Meşrutiyete Karşı Dinî Bir Protesto
Naini’nin kitabı Şeyh Fazlullah Nuri gibi karşısında yer almadan evvel meşrutiyetçi hareketi savunmuş olan kişilerce başı çekilen, meşrutiyetçiler arasındaki çağdaş dinî ayaklanmalar tarafından motive edilmiş görünmektedir. Nuri ve onun gibi düşünenler, ilk parlamentodan geçmiş bir anayasayı ve meclisten geçen bazı mevzuatları, şeriata ve İslam’a aykırı bulmuşlardır. İlk parlamentonun bir üyesi olarak Nuri, büyük bir tehlike olduğunu düşündüğü sekülerizm hakkında ciddi endişelerinden bahsetmiştir. Kendisi ve onun gibiler, cinsiyete ve dine bakmaksızın bütün vatandaşların yasal olarak eşitliğine karşı çıkmışlardır.

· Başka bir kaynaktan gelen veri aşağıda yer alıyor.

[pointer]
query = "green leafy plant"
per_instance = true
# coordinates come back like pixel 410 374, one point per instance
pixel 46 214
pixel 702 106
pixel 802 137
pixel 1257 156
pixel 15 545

Ayrıca ifade özgürlüğüne ve ulemanın gözetimi olmaksızın dinî meselelerin ele alınmasına olanak sağlayacak olması sebebi ile basın özgürlüğüne de karşı çıkmışlardır. Seküler milliyetçi fraksiyonun uzun süren direnişinin ardından Nuri nihayetinde İkinci Değişiklik’in (Second Amendment) parlamentoda onaylanmasını sağlamıştır. Şeriat ile uyumlu olduklarından emin olunan yasaları onaylama hususunda son söz, beş müçtehitten oluşan bir komiteye verilmiştir.
Muhammed Ali Şah’ın parlamentoyu kaldırdığı ve baskıcı yönetimini yeniden kurduğu 1907-1909 arasındaki dönem, birçok sebeple çağdaş İran tarihinin en dibe vurduğu noktadır. Meşrutiyetçi hareketi ilerleten ulusal birlik, seküler ve dinî hizipçiliğe bölünmüş ve meşrutiyet karşıtı bir ayaklanma yaşanmıştır. Ayrıca İran’ın kuzeyde Rus birlikleri (Muhammed Ali Şah destekçileri) ve güneyde meşrutiyet destekçisi İngilizler tarafından işgal edilmesi ile bu bölgedeki dış müdahale yoğunlaşmıştır. Bu durum yüce merciyi, Ahund Horasani ve diğer müçtehitleri direnişe liderlik etmek ve anayasayı yeniden canlandırmak için Irak’tan İran’a gelmeye itmiştir. Horasani yolculuğun arifesinde vefat etmiş olmasına rağmen mercinin meşrutiyetin geri kazanılması ve yabancı istilasına karşı ülke bütünlüğünün savunulması konusundaki kararlılığının haberi, diktatör Şah ve onun Rus müttefikleri ile mücadele etme hususunda milliyetçilerin manevi gücünü arttırmıştır. Ulema, yabancı istilasına ve Şah’ın altındaki Rus etkisine karşı ülke bütünlüğünün savunulmasının, Şii ülkesini kurtarmak ve korumak adına en az cihat kadar önemli bir görev olduğunu düşünüyordu. Tebriz ve İsfahan’da örgütlenen milliyetçi birlikler, 1909 yılında Tahran’a doğru yürümüşler, başarılı bir şekilde Şah’ı görevden alarak parlamentoyu yeniden açmışlardır.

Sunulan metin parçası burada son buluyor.